目は口ほどに物を言う 四 ページ23
三人で遊びに行った日から三日後、戦は女に連絡して彼女を食事に誘った。
「まさか貴方が誘ってくれるなんて、どういう風の吹き回しなんですかね」
豪華な料亭で、女はテーブルの向かいに座る戦に目を向けて笑った
「もしかして……私に惚れた、とか?」
「そうだと言ったら?」
女は冗談で言ったが肯定と取れるような返しをされて目を見開いた
しかしその雰囲気が、好きな相手を前にするものでないことは明らかである。
「……ふふ、嘘がヘタクソなんだから。言ったでしょう?目は口ほどに物を言う。貴方の目は、彼女から片時も離れない」
女はフォークとナイフを置いて、戦の目を見やる
「図々しくうっとうしく張り付く面倒な目」
女の目は怒りが見え隠れしていた
「この間だって、せっかくAさんと遊べると思ったのに貴方がついてきた。彼女に誘われたとはいえ……私の気持ちを知ったなら、あそこは空気を読んでさっさと去ればいいのに」
「……わりーな。俺ァKYなんだわ」
空気がひりつくが、戦は気にせず肉を頬張った。
「関係性を言い訳にダラダラと……他の人と違って彼女の恋人になろうとする気もないのに、邪魔なんですよ」
女はストレートに嫉妬と嫌悪をぶつけてきた。
鬱憤を吐き出しながら苛立ちを抑えるように食事を再開する。
しかし
「よく言うぜ。

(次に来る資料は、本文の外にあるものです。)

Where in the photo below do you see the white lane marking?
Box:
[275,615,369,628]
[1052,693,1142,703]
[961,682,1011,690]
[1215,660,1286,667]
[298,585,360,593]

てめーこそ、純粋にアイツの恋人になろうなんざ思ってねーくせによ」
戦の発言に、ピタッと女の手が止まった
「……何のことです」
「……さァ、何のことだろうな」
戦は曖昧に返した。
「目は口ほどに物を言う。その
「……何を言ってるんですか」
「てめーは完璧に近いほど自分を作っていたのかも知れねーが……一瞬でもあの目が出りゃ、俺ァ絶対に見逃さねえ。欲にまみれた汚ねェ目だったぜ」
「Aを好きだなんざ真っ赤な嘘だ。本当に好きな奴は……そんな目ェしねーんだよ」
戦は銀時や土方、沖田の姿を脳裏に浮かべて
彼らのAにだけ見せる熱い目を思い返す
「てめェ……Aを自分のために利用としてやがるな」
「おそらく幕府高官の父親の出世のため、お上のお気に入りのAを使ってのし上がろうとでもしてるんだろ。Aを抱き込めば、将軍にさえ優遇されるだろうからな」
「……」
目の前の女は口角を引き上げる。
「何で分かっちゃったかなァ」
女の綺麗だった目は、腐ったものに変わっていった。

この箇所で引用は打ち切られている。